Solved

# Querying for Roman Numerals

Posted on 2009-04-28
2,050 Views
Last Modified: 2013-12-18
I'm trying to build a Query using Oracle (10g) to identify all fields with a roman numeral - and put that roman numeral in a new cell:

Field                        Roman Numeral
MGM XXIX:              XXIX
MGM XIX, One         XIX

Roman Numerals are limited to I, V, X, L, C, D, M

I haven't found a function for this but...
I'm thinking that the query may be written where a word within a field contains (V, X, L, C, D, M) only - but will need to account for roman numerals like 'VI' -- where there is an I. Also, I think including the 'I' will result in words as 'DIM', 'MID', 'LID' - not what I would want. So - would need to search for I, II, III, IV separately.

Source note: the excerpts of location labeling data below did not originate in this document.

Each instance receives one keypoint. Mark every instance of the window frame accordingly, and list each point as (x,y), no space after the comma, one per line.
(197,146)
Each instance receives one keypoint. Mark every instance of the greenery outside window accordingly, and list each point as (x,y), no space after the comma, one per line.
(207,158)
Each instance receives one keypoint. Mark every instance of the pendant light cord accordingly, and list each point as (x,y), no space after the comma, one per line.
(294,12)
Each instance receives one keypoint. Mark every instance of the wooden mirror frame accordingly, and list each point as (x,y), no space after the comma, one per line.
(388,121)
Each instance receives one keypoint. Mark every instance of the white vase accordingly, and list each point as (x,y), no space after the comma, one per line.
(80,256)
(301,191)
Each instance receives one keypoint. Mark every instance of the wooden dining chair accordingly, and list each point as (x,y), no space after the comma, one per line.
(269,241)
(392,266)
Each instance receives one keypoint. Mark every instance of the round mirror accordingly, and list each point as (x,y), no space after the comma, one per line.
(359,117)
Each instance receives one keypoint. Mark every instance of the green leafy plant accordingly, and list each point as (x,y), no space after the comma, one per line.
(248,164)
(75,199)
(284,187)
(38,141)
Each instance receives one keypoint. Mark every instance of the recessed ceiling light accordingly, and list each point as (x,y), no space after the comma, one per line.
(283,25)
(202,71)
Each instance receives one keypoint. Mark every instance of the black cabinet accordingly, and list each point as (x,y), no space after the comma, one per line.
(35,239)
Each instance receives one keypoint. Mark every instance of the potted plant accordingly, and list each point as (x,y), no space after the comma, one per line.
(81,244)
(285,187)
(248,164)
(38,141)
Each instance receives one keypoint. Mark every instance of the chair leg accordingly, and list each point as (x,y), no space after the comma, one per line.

Roman Numerals won't appear in the first part of a piece of text... and they may be proceeded by a comma (MGM XIX, one)

Thanks in advance
0
Question by:kwieckii
20 Comments

LVL 73

Expert Comment

may be proceeded by a comma (MGM XIX, one)

that example shows roman numeral being followed by a comma not preceeded.

is preceeding also allowed? or just following?
0

LVL 73

Expert Comment

assuming it's always whitespace roman-numeral then , or nothing how about this...

SELECT field, REGEXP_REPLACE(REGEXP_SUBSTR(field, ' [IVXLCDM]+,?'), '[ ,]', NULL) roman_numeral
FROM your_table
0

LVL 73

Expert Comment

a simpler version...

SELECT field, ltrim(REGEXP_SUBSTR(field, ' [IVXLCDM]+')) roman_numeral
FROM your_table
0

LVL 73

Expert Comment

don't really need the comma check
0

LVL 73

Expert Comment

Do note, the above can give false positives.

it only checks for a contiguous set of letters that couldbe used to make a roman numeral
it doesn't actually check if it is.

'I LIKE DILL PICKLES' will return DILL  as a roman numeral even though it isn't.

0

Author Comment

Would there be a way to not consider the other characters? - (to try to get rid of the false positives)?
For example - if there's a B or F in the string - don't put the value in the field...
using:
SELECT field, ltrim(REGEXP_SUBSTR(field, ' [IVXLCDM]+')) roman_numeral
FROM your_table

The word = IMMOBILIEN - returned IMM  - just trying to understand the query.

Thanks
0

LVL 73

Expert Comment

can you post some more example input strings so I can see what all the various delimiters are...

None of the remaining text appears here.